Artificial Intelligence, or AI as it is known, has been around for a long time, though its progress up until now has been relatively slow. While we have robots that can carry out menial tasks and algorithms that can solve highly technical problems, some as life-changing as detecting new forms of cancer, doubts still remain over how a machine will ever reach so-called artificial general intelligence. That is the ability to combine vastly different types of problem-solving capabilities and learn to advance itself along the way – the hallmark of human intelligence.
The landmark in the latest robotic achievement – winning at poker – is that poker is a game played with imperfect information. Unlike with other games such as chess, poker players don’t get to see each other’s hands and are required to bluff and correctly interpret misleading information in order to win. Tuomas Sandhol, a professor of computer science at Carnegie Mellon University and creator of the poker-winning machine known as Libratus, described the challenge as one that is so huge and complicated that it has been elusive to AI researchers until now. Even going into the tournament, international betting sites put Libratus as the underdog at 4-1 and expected the humans to win.
Unlike with other such computer robots, Libratus wasn’t told how to play poker, instead it was given the rules and told to learn on its own. According to Sandhol, the bot, as he calls it, started playing randomly and over the course of playing trillions of hands was able to refine its approach and arrive at a winning strategy.
The algorithms that power Libratus aren’t specific to poker, meaning the system could have a variety of applications outside of recreational games, from negotiating business deals to setting military or cybersecurity strategy and planning medical treatment – anywhere where humans are required to carry out strategic reasoning with imperfect information.

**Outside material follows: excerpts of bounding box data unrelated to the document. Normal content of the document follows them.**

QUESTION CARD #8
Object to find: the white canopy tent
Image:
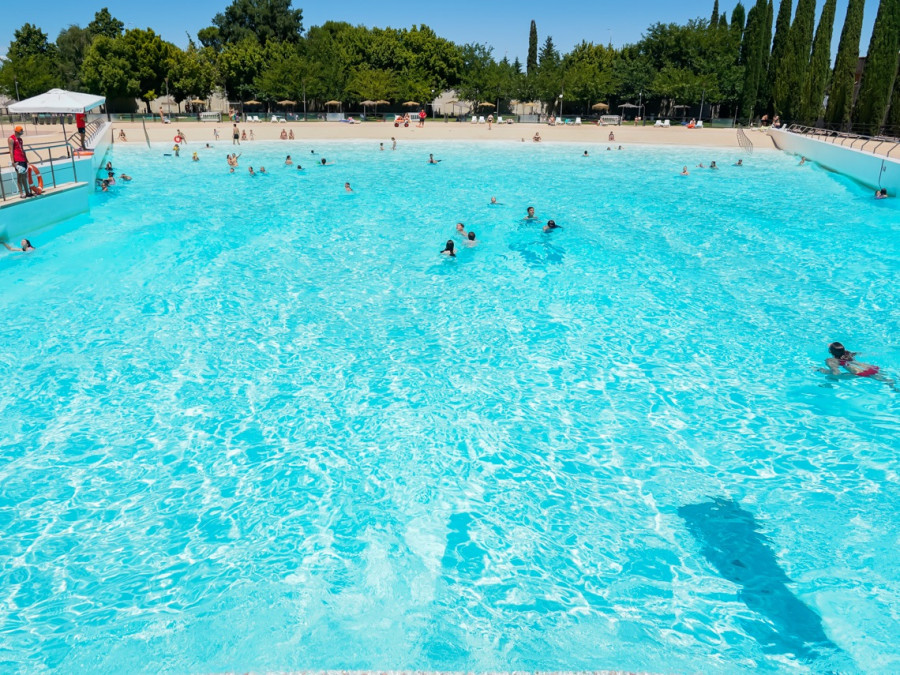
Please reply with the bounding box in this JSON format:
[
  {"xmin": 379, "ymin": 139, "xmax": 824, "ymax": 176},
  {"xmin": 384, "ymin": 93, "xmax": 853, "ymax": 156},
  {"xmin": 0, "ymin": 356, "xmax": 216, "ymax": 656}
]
[
  {"xmin": 7, "ymin": 89, "xmax": 106, "ymax": 149},
  {"xmin": 8, "ymin": 89, "xmax": 106, "ymax": 115}
]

The key thing to take away from this experience is that artificial intelligence is not something to be ignored. Now is the time for companies to embrace the phenomenon and learn how humans and computers can play off each other’s strengths to create competitive advantage.
While some tasks will, without doubt, be easily conducted by machines, other more highly-cognitive tasks will require partnerships between machines and individuals. As such, instead of scaremongering about how machines are going to take away our jobs – a recent report from Oxford University estimated that 47 per cent of US jobs could be automated within the next two decades, we need to take the opportunity to adapt our skills to take advantage of what machines are capable of and to work in tandem with them to develop complimentary roles and responsibilities.
In reality we are entering an era of cognitive collaboration in which machines can be used to help us make better decisions and it is time we learnt to use them to our advantage.
Earlier this year, Citigroup released a report entitled digital disruption, in which it said there was a huge cost take-out opportunity for financial institutions from the fast-growing area of regulatory technology. With a staggering $40.6 billion predicted spend on AI by 2024, it is vital we make it work for us. In the future, AI will form a critical part of every business’ infrastructure, making it vital for company decision-makers to understand how this technology can, and will, disrupt traditional models.
As financial firms already accustomed to using technology to help reach our goals, it is time to take things one step further and see how we can improve our customer and user experience. In short, how can financial institutions leverage digital transformation to advance their competitive position, strengthen customer engagement and improve performance?
In the past the focus was on increasing accessibility by facilitating the use of mobile devices. More recently it has been on information insight – providing consumers with products and services that meet their needs when and where they need them. Going forward, the key will be how you handle your data. Done correctly, financial institutions should be able to use this to make informed business decisions, providing their customers with the best possible user experience.
One of the main challenges facing these institutions is data complexity. With the amount of data in the world almost doubling each year, it is a challenge that shows no sign of abating. As a result, learning how best to extract meaningful and actionable intelligence from the raw data is essential if you are to stay ahead of the competition. This is where AI can help, as such tools are able to read, review and analyse vast quantities of disparate data quickly and efficiently. Still, while progress is being made in this area, there is one thing that AI cannot cater for in the short term and that is the fostering and maintenance of client relationships, product creation and innovation, as well as the insights for the future.
So, whatever your plans for the future, it seems embracing AI is a step in the right direction. The fact that no one is yet certain of the full potential of this technological development only enhances the opportunities and, providing you make your move soon, levels the playing field for all participants.